Growing up in a decidedly conventional family, when I came across One Big Happy Family, a collection of essays on family and love, my interest was immediately peaked.

One Big Happy Family is edited by Rebecca Walker, who is herself a product of a family who defied the traditional concept of the nuclear family. Her parents came from different races, divorced and lived 3,000 miles apart. This allowed Walker to develop a fascination regarding the concept of family, and what this word denotes. As she describes in her introduction to One Big Happy Family, she spent " inordinate amount of time at the homes of my friends, convinced I could find the missing ingredient, the rarefied glue that coalesced seemingly random individuals into invisible clans." This led her to put her family-watching skills to use by editing One Big Happy Family, whose essays were contributed by a varied group of 18 well respected writers. The essays touch on the topics of open marriage, bicultural families, green card marriage and more. Each essay is tied together by people who are trying to figure out what it means to be a family in the 21st century, and more personally, how to make their own families function.

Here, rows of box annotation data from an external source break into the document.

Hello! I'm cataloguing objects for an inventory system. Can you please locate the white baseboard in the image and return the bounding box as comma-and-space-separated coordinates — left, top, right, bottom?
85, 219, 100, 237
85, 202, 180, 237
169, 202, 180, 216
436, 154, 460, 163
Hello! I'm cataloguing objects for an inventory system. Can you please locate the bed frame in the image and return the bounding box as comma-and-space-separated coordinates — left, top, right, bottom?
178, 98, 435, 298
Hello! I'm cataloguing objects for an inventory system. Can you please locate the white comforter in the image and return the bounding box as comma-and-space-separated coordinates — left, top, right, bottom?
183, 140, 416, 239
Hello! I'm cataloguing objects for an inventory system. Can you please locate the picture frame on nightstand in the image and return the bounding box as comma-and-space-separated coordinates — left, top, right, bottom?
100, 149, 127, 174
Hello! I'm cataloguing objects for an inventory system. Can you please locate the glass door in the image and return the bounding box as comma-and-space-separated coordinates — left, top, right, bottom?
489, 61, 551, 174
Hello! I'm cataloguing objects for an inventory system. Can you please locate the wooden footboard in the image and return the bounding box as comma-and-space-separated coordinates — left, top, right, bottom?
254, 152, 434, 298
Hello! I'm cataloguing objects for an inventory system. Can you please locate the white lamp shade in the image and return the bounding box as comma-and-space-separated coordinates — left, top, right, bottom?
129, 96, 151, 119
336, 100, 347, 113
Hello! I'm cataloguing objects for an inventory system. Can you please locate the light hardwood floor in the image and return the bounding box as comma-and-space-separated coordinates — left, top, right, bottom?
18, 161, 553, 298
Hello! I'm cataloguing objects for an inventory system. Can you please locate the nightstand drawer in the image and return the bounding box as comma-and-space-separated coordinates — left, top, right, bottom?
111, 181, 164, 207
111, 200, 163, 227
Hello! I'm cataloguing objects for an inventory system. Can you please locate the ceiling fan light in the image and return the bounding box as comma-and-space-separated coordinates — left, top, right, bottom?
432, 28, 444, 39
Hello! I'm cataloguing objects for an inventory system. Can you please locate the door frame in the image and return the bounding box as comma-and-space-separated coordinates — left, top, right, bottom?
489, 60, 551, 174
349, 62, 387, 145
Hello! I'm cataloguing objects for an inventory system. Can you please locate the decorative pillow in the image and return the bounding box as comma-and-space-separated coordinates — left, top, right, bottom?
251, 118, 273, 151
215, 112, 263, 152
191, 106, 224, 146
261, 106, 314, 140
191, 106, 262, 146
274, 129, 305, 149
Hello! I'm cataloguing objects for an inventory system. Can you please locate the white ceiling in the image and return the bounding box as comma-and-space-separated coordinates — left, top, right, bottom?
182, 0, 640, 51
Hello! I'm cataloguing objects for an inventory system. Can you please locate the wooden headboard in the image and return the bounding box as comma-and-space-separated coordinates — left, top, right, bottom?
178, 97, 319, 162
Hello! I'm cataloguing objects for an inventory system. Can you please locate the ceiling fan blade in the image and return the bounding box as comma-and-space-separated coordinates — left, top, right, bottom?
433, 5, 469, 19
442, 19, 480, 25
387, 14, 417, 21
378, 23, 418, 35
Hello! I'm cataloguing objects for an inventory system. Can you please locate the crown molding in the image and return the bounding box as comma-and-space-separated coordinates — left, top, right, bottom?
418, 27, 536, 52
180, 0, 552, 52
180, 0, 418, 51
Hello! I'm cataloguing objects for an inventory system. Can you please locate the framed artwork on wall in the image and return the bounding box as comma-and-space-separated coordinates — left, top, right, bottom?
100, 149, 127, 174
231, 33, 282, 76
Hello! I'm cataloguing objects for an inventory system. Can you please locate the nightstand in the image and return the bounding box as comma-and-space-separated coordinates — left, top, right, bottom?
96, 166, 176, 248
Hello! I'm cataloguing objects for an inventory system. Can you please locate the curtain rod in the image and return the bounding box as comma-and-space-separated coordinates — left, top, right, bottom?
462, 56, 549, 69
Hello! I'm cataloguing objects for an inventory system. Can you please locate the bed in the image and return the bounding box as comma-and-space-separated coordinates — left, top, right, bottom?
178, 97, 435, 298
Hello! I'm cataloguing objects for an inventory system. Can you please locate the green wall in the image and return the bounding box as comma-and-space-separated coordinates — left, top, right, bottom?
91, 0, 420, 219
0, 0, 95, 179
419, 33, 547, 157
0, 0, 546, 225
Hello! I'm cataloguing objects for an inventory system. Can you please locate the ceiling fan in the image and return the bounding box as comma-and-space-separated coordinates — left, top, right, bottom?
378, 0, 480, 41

The decidedly unconventional undertone of this collection is set with the first essay, "And Then We Were Poly," by Jenny Block. This essay explores the murky and often misunderstood concept of polyamory and open marriages in an expressive and extremely personal way. She explains that sexual ownership does nothing to support the relationship between herself and her husband, and that polyamory enables them to have a more fulfilling and joyous relationship. This essay is an excellent way to start the collection because it supports the way many of the essays reject the gay/straight binary in favour of a realization that we are all simply people, trying to figure out the best way to live our lives.

Another gem in this collection is "Home Alone Together" by Neal Pollack, a hilarious and standout piece about being a househusband, and staying home alone with his young son. His descriptions of his son's antics, as well as his relationship with his wife elicited many laughs from me, prompting a few stares from people in the subway car I was riding. Although the essay was very amusing, Neal Pollack had a way of making his characters so relatable, and there was an earnestness in this essay that made it absolutely stand out from the rest. Another particularly amusing piece was by Liza Monroy, about her green card marriage to her gay best friend, and how it conflicts with her relationship with her mother, who works for the State Department. This was a particularly intriguing piece because of the way she allows the reader to journey with her and her best friend Razi as their relationship grows from friendship to family.

In addition to these pieces, were also several essays which took on a more academic tone. These read less like fiction stories, and more like guides. One of these is the essay written by Paula Penn-Nabrit, which provides an interesting look at her decision to homeschool her African-American sons. While the essay plays on the reader's emotions, it takes a much more factual approach, thoroughly detailing the reasons behind Paula Penn-Nabrit's decision. Marc and Amy Vachon's essay "Half the work, All the Fun" about equal parenting is approached in the same manner. In the essay, they describe the various ways in which they divide the duties of not only raising their children, but housework and work outside the home. Located towards the end of the collection, these more formal essays contrast with that of the previous essays. I found it an adjustment to switch between these tones, but that's all part and parcel of reading an essay collection.

Throughout this compilation, I was constantly reevaluating my own idea of family. This is possibly the greatest benefit of this book -- One Big Happy Family forces you to look inward and rethink and relabel your own experiences. By the end, you wonder whether there is any style of family that isn't workable, but maybe that's the point. The earnestness of each essay held the collection together, and I thoroughly enjoyed my time immersed in other people's families.--Katie O'Connor

Katie O'Connor is a recent graduate of Carleton University's political science program. She is currently living in Toronto.